An attack blamed on Boko Haram killed 28 people and burned 800 homes in Niger’s Diffa region on Saturday, Nigerien authorities and the UN said.
The Islamist militant group has been waging attacks in the region around Lake Chad since 2009, causing about 250 000 people to flee, according to UN figures.
The latest attack targeted Toumour village, 20 km from the Nigeria border, government said in a statement.
Of the 28 deaths, “10 were from gunshots, 14 by fire, four by drowning and around 100 were wounded,” government spokesman Abdourahamane Zakaria said, declaring a 72-hour period of national mourning.
Neithe government nor a UN statement named the perpetrators, but Diffa Governor Issa Lemine said Boko Haram was responsible.
Agence France-Presse (AFP) reported the group claimed responsibility for the attack in a three-minute video sent to the agency.

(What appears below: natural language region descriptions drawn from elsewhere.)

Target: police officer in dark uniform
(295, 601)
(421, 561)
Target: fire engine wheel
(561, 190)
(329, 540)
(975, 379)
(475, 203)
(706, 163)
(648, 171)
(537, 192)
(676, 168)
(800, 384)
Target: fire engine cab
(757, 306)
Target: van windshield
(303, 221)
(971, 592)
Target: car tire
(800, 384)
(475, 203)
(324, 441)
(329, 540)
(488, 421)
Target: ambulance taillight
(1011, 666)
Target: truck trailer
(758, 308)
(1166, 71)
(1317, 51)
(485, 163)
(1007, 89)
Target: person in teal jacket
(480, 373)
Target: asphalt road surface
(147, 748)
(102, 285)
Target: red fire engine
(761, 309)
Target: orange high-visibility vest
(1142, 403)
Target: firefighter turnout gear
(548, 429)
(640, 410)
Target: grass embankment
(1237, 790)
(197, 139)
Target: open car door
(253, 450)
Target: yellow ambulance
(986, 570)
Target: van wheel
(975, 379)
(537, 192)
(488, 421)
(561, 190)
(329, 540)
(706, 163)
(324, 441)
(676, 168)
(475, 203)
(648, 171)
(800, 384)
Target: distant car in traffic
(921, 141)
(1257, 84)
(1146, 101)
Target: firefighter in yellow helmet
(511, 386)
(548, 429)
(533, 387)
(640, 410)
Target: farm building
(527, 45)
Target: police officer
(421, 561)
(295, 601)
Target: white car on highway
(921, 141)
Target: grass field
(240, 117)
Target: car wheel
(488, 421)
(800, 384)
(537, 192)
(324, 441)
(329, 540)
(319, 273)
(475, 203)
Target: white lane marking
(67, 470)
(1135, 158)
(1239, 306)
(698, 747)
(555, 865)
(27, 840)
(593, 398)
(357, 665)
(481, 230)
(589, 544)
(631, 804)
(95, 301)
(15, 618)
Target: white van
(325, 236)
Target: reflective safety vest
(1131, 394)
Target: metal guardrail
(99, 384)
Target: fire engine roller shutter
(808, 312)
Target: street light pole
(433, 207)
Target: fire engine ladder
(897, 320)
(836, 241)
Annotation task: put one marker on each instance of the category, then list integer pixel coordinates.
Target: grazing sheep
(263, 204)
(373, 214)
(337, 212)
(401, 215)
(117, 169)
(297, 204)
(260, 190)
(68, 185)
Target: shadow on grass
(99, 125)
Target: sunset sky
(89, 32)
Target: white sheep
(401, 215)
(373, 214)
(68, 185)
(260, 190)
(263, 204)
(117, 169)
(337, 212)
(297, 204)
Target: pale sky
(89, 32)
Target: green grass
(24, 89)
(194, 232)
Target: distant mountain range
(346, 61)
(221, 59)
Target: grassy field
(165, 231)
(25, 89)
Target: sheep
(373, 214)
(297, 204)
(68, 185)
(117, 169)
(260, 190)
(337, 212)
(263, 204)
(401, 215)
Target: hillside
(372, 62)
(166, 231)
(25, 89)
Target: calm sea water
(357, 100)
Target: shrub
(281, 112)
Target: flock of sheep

The Boko Haram insurgency started in north-eastern Nigeria with violence frequently spilling over into neighbouring Chad, Niger and Cameroon farther south.
The bloodshed in Toumour is among the worst the country has suffered at the hands of the militants, Lemine said.
“It is an indescribable tragedy,” he said, describing scenes of panic after the attack, on an area hosting 60 000 internally displaced persons and refugees.